Over about the last year, several people have tried to teach Lindsey’s dog, Lady Bird, to retrieve. As well as fun, our daughter hoped it would be a way to burn some energy off her beloved Australian shepherd.
Since I have “a way” with dogs, a couple of times Lindsey had mentioned it was my job to get Lady Bird trained. Well, a week ago the probably three-year-old dog that came from a shelter would chase anything thrown, then just stare at it before trotting off.
Now, Lady bird is fetching tennis balls with as much enthusiasm, and style, as some Labs or golden retrievers…we’re talking charging out and back, holding the tennis ball until it’s taken from her mouth, then prancing up and down with an obvious “throw it again, throw it again,” look on her face.
The proverbial light bulb clicked on in both of our heads last Saturday afternoon. I noticed Lady Bird in our backyard, tossing the ball in the air, then trying to pounce on it as it bounced around. If she inadvertently knocked it a few yards she really charged after it.

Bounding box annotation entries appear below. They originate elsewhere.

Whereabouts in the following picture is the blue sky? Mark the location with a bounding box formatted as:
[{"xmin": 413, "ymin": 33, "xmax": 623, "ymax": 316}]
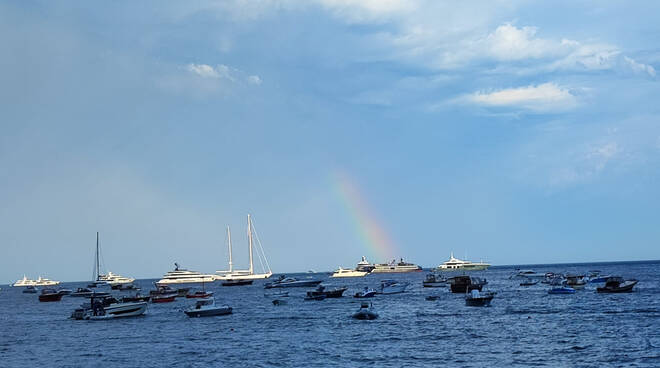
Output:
[{"xmin": 0, "ymin": 0, "xmax": 660, "ymax": 282}]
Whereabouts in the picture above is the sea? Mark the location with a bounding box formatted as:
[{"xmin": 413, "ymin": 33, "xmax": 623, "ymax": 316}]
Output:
[{"xmin": 0, "ymin": 261, "xmax": 660, "ymax": 368}]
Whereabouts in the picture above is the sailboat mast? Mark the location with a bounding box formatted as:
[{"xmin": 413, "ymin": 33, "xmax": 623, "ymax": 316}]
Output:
[
  {"xmin": 248, "ymin": 213, "xmax": 254, "ymax": 275},
  {"xmin": 227, "ymin": 226, "xmax": 234, "ymax": 273},
  {"xmin": 94, "ymin": 231, "xmax": 100, "ymax": 281}
]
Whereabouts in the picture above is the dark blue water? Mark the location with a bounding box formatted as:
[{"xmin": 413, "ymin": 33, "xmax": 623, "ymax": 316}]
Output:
[{"xmin": 0, "ymin": 262, "xmax": 660, "ymax": 367}]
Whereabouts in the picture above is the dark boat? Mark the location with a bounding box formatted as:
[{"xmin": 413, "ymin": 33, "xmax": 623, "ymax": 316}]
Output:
[
  {"xmin": 447, "ymin": 275, "xmax": 488, "ymax": 294},
  {"xmin": 596, "ymin": 276, "xmax": 639, "ymax": 293},
  {"xmin": 39, "ymin": 289, "xmax": 63, "ymax": 302},
  {"xmin": 222, "ymin": 280, "xmax": 254, "ymax": 286},
  {"xmin": 307, "ymin": 285, "xmax": 348, "ymax": 298},
  {"xmin": 465, "ymin": 289, "xmax": 495, "ymax": 307}
]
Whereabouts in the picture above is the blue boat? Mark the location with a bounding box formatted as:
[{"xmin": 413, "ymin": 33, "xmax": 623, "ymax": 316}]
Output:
[{"xmin": 548, "ymin": 286, "xmax": 575, "ymax": 294}]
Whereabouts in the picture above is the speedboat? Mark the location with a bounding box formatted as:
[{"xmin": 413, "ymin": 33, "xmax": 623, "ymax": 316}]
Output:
[
  {"xmin": 353, "ymin": 286, "xmax": 376, "ymax": 298},
  {"xmin": 352, "ymin": 302, "xmax": 378, "ymax": 320},
  {"xmin": 23, "ymin": 286, "xmax": 38, "ymax": 294},
  {"xmin": 437, "ymin": 253, "xmax": 490, "ymax": 272},
  {"xmin": 596, "ymin": 276, "xmax": 639, "ymax": 293},
  {"xmin": 186, "ymin": 290, "xmax": 213, "ymax": 299},
  {"xmin": 465, "ymin": 289, "xmax": 495, "ymax": 307},
  {"xmin": 548, "ymin": 286, "xmax": 575, "ymax": 294},
  {"xmin": 307, "ymin": 285, "xmax": 348, "ymax": 298},
  {"xmin": 355, "ymin": 256, "xmax": 376, "ymax": 272},
  {"xmin": 183, "ymin": 297, "xmax": 232, "ymax": 317},
  {"xmin": 264, "ymin": 275, "xmax": 323, "ymax": 289},
  {"xmin": 447, "ymin": 275, "xmax": 488, "ymax": 294},
  {"xmin": 371, "ymin": 258, "xmax": 422, "ymax": 273},
  {"xmin": 422, "ymin": 273, "xmax": 447, "ymax": 287},
  {"xmin": 156, "ymin": 263, "xmax": 215, "ymax": 286},
  {"xmin": 71, "ymin": 288, "xmax": 94, "ymax": 297},
  {"xmin": 71, "ymin": 297, "xmax": 147, "ymax": 320},
  {"xmin": 332, "ymin": 267, "xmax": 369, "ymax": 277},
  {"xmin": 39, "ymin": 288, "xmax": 62, "ymax": 302},
  {"xmin": 378, "ymin": 280, "xmax": 410, "ymax": 294}
]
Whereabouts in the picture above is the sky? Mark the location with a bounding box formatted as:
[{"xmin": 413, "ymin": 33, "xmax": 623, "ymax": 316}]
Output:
[{"xmin": 0, "ymin": 0, "xmax": 660, "ymax": 283}]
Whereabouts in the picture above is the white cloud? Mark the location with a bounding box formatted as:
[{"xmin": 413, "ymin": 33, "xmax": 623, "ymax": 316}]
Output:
[{"xmin": 459, "ymin": 83, "xmax": 577, "ymax": 112}]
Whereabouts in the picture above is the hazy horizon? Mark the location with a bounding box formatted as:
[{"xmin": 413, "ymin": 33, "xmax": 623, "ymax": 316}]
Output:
[{"xmin": 0, "ymin": 0, "xmax": 660, "ymax": 283}]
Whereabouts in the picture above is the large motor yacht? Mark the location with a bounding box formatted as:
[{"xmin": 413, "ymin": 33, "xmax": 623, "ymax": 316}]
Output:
[
  {"xmin": 371, "ymin": 258, "xmax": 422, "ymax": 273},
  {"xmin": 156, "ymin": 263, "xmax": 215, "ymax": 285},
  {"xmin": 438, "ymin": 253, "xmax": 490, "ymax": 272}
]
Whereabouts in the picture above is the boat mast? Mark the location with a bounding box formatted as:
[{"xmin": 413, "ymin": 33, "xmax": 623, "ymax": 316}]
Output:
[
  {"xmin": 248, "ymin": 213, "xmax": 254, "ymax": 275},
  {"xmin": 227, "ymin": 226, "xmax": 234, "ymax": 273}
]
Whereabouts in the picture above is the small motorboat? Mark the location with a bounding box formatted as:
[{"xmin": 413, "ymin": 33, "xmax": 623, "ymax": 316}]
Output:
[
  {"xmin": 447, "ymin": 275, "xmax": 488, "ymax": 294},
  {"xmin": 186, "ymin": 290, "xmax": 213, "ymax": 299},
  {"xmin": 273, "ymin": 299, "xmax": 287, "ymax": 305},
  {"xmin": 465, "ymin": 289, "xmax": 495, "ymax": 307},
  {"xmin": 351, "ymin": 302, "xmax": 378, "ymax": 320},
  {"xmin": 422, "ymin": 273, "xmax": 447, "ymax": 287},
  {"xmin": 39, "ymin": 288, "xmax": 63, "ymax": 302},
  {"xmin": 264, "ymin": 275, "xmax": 323, "ymax": 289},
  {"xmin": 70, "ymin": 288, "xmax": 94, "ymax": 298},
  {"xmin": 353, "ymin": 286, "xmax": 377, "ymax": 298},
  {"xmin": 183, "ymin": 297, "xmax": 232, "ymax": 317},
  {"xmin": 71, "ymin": 297, "xmax": 147, "ymax": 321},
  {"xmin": 596, "ymin": 276, "xmax": 639, "ymax": 293},
  {"xmin": 307, "ymin": 285, "xmax": 348, "ymax": 298},
  {"xmin": 520, "ymin": 278, "xmax": 539, "ymax": 286},
  {"xmin": 222, "ymin": 279, "xmax": 254, "ymax": 286},
  {"xmin": 378, "ymin": 280, "xmax": 410, "ymax": 294},
  {"xmin": 548, "ymin": 286, "xmax": 575, "ymax": 294},
  {"xmin": 23, "ymin": 286, "xmax": 39, "ymax": 294}
]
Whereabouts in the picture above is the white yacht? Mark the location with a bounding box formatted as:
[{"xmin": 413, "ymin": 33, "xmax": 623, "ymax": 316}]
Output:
[
  {"xmin": 371, "ymin": 258, "xmax": 422, "ymax": 273},
  {"xmin": 156, "ymin": 263, "xmax": 215, "ymax": 286},
  {"xmin": 214, "ymin": 214, "xmax": 273, "ymax": 281},
  {"xmin": 332, "ymin": 267, "xmax": 369, "ymax": 277},
  {"xmin": 438, "ymin": 253, "xmax": 490, "ymax": 272}
]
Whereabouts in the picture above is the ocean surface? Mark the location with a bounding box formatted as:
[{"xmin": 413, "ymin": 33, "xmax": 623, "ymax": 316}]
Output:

So I took the ball, slammed it down and watched as she pursued it until it was caught. The next time I did it, I started running away and calling to her excitedly a split second after she had the ball in her mouth. Bingo. Her desire to chase, especially a member of her “pack,” kicked in and she caught up in a hurry. I eventually ended up on the ground with her, lavishing the dog with praise and petting. (It helps that she may be the most affection-craved dog I’ve ever met.)
We repeated the same sequence with the same result a few more times. After three or four throws it seemed obvious she’d figured out that if she brought the ball back she’d get lathered in love and eventually get the joy of chasing it down again.
We stopped after a few more throws to keep up her enthusiasm, and I made sure she couldn’t reach the ball inside to keep it special. Early the next morning, when her energy and enthusiasm were both high, we went out again and she again retrieved like a pro.
The next day I bought a tennis ball launcher to give me more leverage in my throws. She did probably a dozen 60 to 70 yard flawless retrieves at a park this morning.
No doubt she’s got the hang of it, and Lindsey has found a way to exercise the dog on days she doesn’t want to take Lady Bird on a five mile run.
It was all a matter of utilizing her instincts to chase the ball as prey or an animal to be herded, to run with members of her pack (me) and a big desire to please the pack leader.
And her pack leader certainly enjoyed the chance to train a good dog while pleasing his daughter.